One of the fundamental tenets of the “classical liberalism” that is the basis of modern conservatism is the idea first recorded by John Locke – that men form governments to protect life, liberty and private property; that private property was in fact a cornerstone of real liberty, and that protecting it against the depredations of government and of other people is a key justification for having a government. To put it in Andrew Sullivan’s words – because it’s his definitions of “classical conservative” that I’m using as the basis for this exercise – “Conservatives are persuaded that freedom and property are closely linked”.
If we have no property rights, then we have no rights.

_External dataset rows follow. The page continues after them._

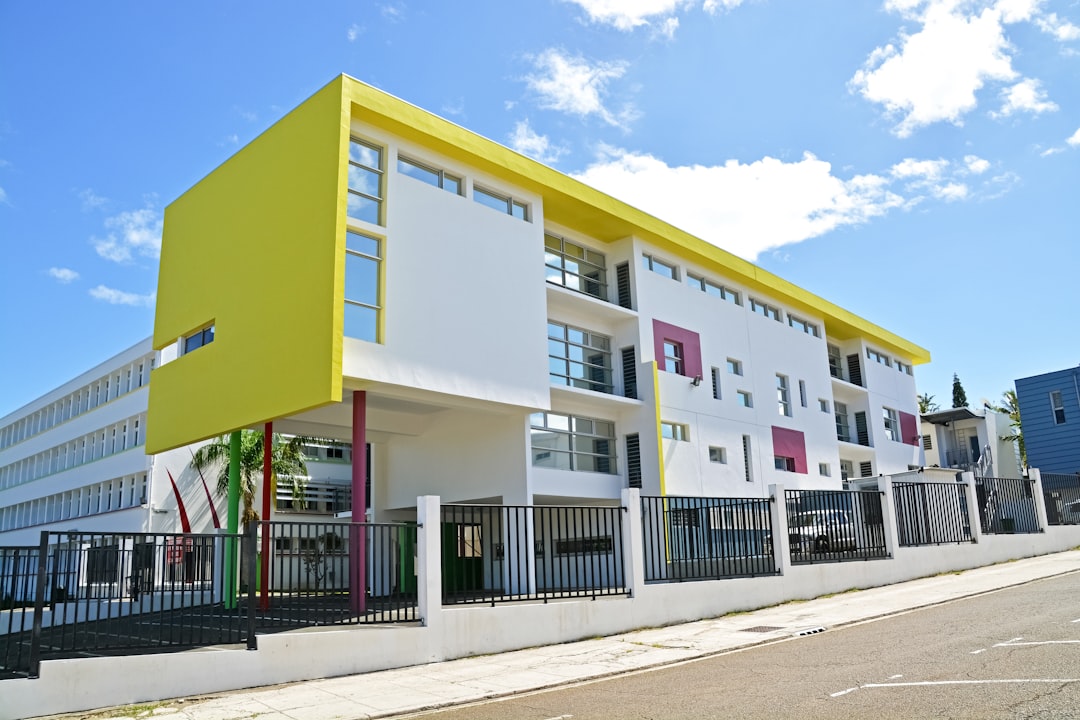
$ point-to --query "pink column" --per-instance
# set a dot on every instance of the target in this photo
(358, 553)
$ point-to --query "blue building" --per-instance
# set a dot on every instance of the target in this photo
(1050, 418)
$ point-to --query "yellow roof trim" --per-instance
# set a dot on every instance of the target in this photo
(577, 205)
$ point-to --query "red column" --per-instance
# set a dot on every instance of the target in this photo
(358, 553)
(267, 491)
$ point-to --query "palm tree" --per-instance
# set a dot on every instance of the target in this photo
(1011, 408)
(286, 461)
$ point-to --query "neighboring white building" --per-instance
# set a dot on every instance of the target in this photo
(967, 439)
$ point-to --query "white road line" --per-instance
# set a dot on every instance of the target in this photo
(966, 682)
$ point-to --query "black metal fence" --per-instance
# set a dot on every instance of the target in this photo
(323, 573)
(1007, 505)
(1062, 496)
(706, 538)
(504, 553)
(828, 526)
(931, 513)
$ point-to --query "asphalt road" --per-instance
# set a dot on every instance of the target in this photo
(1014, 653)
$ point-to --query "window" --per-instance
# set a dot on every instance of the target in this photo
(564, 442)
(764, 309)
(365, 181)
(198, 339)
(575, 267)
(430, 175)
(878, 357)
(782, 463)
(783, 401)
(709, 287)
(579, 358)
(809, 328)
(362, 276)
(660, 267)
(891, 424)
(673, 361)
(673, 431)
(842, 429)
(501, 203)
(1057, 406)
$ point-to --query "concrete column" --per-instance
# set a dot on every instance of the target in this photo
(633, 549)
(778, 511)
(1040, 500)
(976, 528)
(889, 515)
(429, 560)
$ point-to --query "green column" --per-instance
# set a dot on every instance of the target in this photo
(232, 524)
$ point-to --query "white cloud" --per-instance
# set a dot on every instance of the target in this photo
(744, 208)
(935, 72)
(975, 164)
(92, 201)
(750, 208)
(116, 297)
(64, 275)
(529, 143)
(629, 14)
(570, 84)
(1025, 96)
(132, 232)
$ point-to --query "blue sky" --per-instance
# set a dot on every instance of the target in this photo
(914, 161)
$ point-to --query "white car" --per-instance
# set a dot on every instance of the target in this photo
(822, 531)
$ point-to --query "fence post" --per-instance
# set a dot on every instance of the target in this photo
(778, 511)
(429, 568)
(889, 515)
(1040, 500)
(633, 551)
(39, 607)
(973, 512)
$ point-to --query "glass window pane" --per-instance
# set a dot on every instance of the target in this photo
(363, 208)
(365, 154)
(361, 323)
(354, 241)
(361, 280)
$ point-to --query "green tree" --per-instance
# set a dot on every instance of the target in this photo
(959, 397)
(1010, 406)
(286, 461)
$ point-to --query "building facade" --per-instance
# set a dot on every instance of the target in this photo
(496, 331)
(1050, 418)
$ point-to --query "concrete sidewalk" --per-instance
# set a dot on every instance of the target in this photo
(413, 689)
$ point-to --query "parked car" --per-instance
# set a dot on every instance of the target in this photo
(822, 531)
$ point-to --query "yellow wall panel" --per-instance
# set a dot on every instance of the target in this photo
(256, 248)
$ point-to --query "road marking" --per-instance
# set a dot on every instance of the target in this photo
(926, 683)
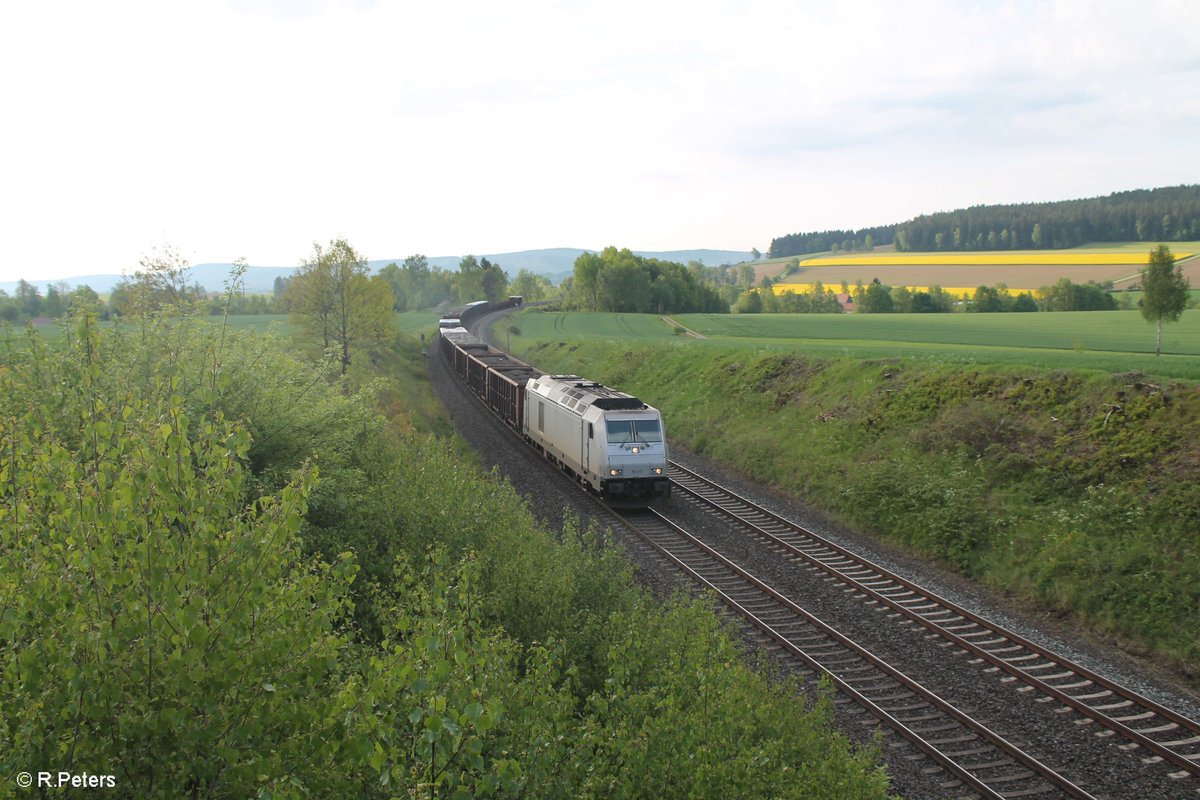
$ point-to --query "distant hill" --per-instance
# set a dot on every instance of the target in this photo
(1158, 215)
(556, 264)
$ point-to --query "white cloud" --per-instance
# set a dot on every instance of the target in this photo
(255, 127)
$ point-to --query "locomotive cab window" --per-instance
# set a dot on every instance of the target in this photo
(623, 432)
(648, 431)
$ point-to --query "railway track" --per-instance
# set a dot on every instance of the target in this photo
(1162, 734)
(975, 759)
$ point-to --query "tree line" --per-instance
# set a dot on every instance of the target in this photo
(1165, 295)
(619, 281)
(1168, 214)
(227, 578)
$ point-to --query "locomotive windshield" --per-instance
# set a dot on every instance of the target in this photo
(623, 432)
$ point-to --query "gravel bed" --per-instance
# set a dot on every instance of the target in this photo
(1099, 763)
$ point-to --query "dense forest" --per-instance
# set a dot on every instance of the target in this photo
(1170, 214)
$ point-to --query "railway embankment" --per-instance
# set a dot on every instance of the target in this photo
(1077, 492)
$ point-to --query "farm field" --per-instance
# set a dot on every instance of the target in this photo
(1020, 270)
(1119, 341)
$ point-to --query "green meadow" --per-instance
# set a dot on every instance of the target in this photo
(1119, 341)
(1017, 449)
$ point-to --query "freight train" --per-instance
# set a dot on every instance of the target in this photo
(611, 443)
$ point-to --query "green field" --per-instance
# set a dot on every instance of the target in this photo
(1119, 341)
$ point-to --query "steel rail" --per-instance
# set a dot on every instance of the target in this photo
(931, 615)
(1054, 781)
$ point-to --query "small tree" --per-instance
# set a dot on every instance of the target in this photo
(333, 296)
(1165, 292)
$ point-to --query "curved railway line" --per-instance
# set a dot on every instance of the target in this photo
(975, 757)
(966, 759)
(1163, 733)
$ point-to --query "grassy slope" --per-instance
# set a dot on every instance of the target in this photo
(1079, 489)
(1111, 342)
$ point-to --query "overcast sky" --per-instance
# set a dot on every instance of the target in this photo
(255, 127)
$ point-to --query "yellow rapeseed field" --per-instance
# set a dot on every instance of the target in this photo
(958, 292)
(971, 259)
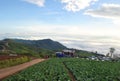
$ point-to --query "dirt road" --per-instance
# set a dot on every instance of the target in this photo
(11, 70)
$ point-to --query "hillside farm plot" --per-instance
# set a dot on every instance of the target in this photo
(50, 70)
(57, 69)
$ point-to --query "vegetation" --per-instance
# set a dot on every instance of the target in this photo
(50, 70)
(82, 70)
(40, 48)
(13, 61)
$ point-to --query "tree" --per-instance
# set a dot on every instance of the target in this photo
(112, 50)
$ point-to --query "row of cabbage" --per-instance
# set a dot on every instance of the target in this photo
(84, 70)
(50, 70)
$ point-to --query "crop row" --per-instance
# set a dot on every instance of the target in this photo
(84, 70)
(50, 70)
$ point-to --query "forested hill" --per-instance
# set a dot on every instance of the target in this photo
(30, 47)
(45, 44)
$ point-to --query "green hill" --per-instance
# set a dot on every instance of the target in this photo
(39, 48)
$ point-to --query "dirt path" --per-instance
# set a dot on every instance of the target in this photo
(11, 70)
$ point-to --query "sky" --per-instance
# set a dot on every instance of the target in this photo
(92, 25)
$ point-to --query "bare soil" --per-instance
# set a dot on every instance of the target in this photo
(14, 69)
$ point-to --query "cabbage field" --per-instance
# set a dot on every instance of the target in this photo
(69, 69)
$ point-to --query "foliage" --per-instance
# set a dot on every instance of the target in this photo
(14, 61)
(83, 70)
(50, 70)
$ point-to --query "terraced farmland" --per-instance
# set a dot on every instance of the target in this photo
(69, 69)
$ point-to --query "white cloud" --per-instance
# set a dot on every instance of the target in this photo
(36, 2)
(108, 11)
(77, 5)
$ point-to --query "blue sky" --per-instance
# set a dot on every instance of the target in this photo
(72, 22)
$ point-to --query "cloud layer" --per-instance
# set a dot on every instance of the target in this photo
(36, 2)
(77, 5)
(111, 11)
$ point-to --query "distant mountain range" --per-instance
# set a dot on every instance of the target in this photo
(30, 47)
(39, 48)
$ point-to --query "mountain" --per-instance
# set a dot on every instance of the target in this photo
(30, 47)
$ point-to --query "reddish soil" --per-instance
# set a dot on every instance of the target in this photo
(11, 70)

Now, John Locke isn’t a common theme in the history of rock and roll. And private property has had a mixed history in popular music; it’s been a metaphor for rites of passage (Jan and Dean’s “409”), or the high life (“Baubles, Bangles and Beads” by everyone from Eartha Kitt to Frank Sinatra) and a yardstick for swagger (“Beamer, Benz or Bentley” by gangster-rapper Lloyd Banks), but also for evil (“I’d Love To Change The World” by Ten Years’ After’s called us to “Tax the rich, feed the poor, ’til there ain’t no rich no more”).
And you can look in vain for references to Locke or Payne or Franklin – in Springsteen’s catalog, and can find plenty on his later albums and his real life as re politics that contradicts them all.
But this series isn’t about proving Springsteen is, personally, a conservative (faith-based blogger Dog Gone’s endless repetitions notwithstanding); it’s about explaining why his music resonates with conservatives.
In Springsteen’s catalog, there are plenty of characters that suffer for lack of any property – choices, good or bad or neutral leaving them on the outside looking in, like the guy in “Darkness on the Edge of Town” noting his former girl “has a house up on Fairview, and a style she’s trying to maintain”.
But as to the value of having private property, and its measure as a symbol of freedom?
There are plenty of little, almost drive-by, examples. The “’69 Chevy” in “Racing In The Streets” – and even moreso “The Challenger”, from the long-unreleased “The Promise” – certainly were private property that symbolized freedom and ones’ hopes and aspirations (and, of course, the difficulty of keeping either; the Chevy drives the singer and his girlfriend apart; having to sell off the Challenger is a key moment in “the Promise” going unfulfilled).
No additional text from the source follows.